FAYETTEVILLE, Ark. – Raymond McCaffrey, director of the Center for Ethics in Journalism at the University of Arkansas, was awarded a Joseph McKerns Research Grant by the American Journalism Historians Association.
McCaffrey, an assistant professor with the School of Journalism and Strategic Media, J. William Fulbright College of Arts & Sciences, won a $1,250 grant award for a proposed historical research project focusing on Louis Stark, a Pulitzer Prize-winning reporter for The New York Times who in 1924 pioneered a new journalism beat that involved coverage of the increasingly powerful U.S. labor movement. Stark, who won a Pulitzer Prize in 1942 for his work on the emerging journalism beat, was called the “dean of all reporters on the labor scene” by President Harry S. Truman.
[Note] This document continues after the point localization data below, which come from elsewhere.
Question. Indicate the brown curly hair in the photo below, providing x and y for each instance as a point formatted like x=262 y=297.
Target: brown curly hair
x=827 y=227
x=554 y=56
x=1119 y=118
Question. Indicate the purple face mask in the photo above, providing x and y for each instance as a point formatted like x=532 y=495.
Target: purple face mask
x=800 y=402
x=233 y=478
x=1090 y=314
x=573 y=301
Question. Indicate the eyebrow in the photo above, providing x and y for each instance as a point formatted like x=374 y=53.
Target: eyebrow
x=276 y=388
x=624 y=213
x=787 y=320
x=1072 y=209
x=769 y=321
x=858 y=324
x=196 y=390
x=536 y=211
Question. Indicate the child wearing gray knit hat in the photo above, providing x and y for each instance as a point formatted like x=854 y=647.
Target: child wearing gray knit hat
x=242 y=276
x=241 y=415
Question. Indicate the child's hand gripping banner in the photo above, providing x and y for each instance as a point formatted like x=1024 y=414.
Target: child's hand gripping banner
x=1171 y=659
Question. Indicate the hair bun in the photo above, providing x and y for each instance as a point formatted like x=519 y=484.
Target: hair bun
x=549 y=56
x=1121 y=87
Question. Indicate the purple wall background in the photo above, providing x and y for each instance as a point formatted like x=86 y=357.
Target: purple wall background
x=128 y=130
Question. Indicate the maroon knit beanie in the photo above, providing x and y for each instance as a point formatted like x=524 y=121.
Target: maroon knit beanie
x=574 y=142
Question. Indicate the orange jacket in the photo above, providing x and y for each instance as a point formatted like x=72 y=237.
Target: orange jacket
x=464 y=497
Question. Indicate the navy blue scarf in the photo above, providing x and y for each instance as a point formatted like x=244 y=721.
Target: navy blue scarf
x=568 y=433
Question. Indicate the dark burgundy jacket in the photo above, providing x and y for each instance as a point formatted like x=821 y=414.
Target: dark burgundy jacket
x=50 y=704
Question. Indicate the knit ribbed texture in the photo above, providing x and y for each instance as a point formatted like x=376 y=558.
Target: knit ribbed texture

In his grant proposal, McCaffrey wrote: “Stark’s story should be an important one to scholars and others interested in journalism history. For Stark’s efforts to launch the labor beat are part of a larger story: How the Times and other major U.S. newspapers helped legitimize the labor movement with their reporting. In contrast, today’s media coverage has waned as the labor movement faces sterner opposition from politicians and business owners.”
McCaffrey was one of four recipients of a McKerns grant awarded by the American Journalism Historians Association on Oct. 6, 2018, at its annual convention, in Salt Lake City. The grant award, named in honor of the late Joseph P. McKerns, a journalism historian at Ohio State University, is designated for research related to mass media history.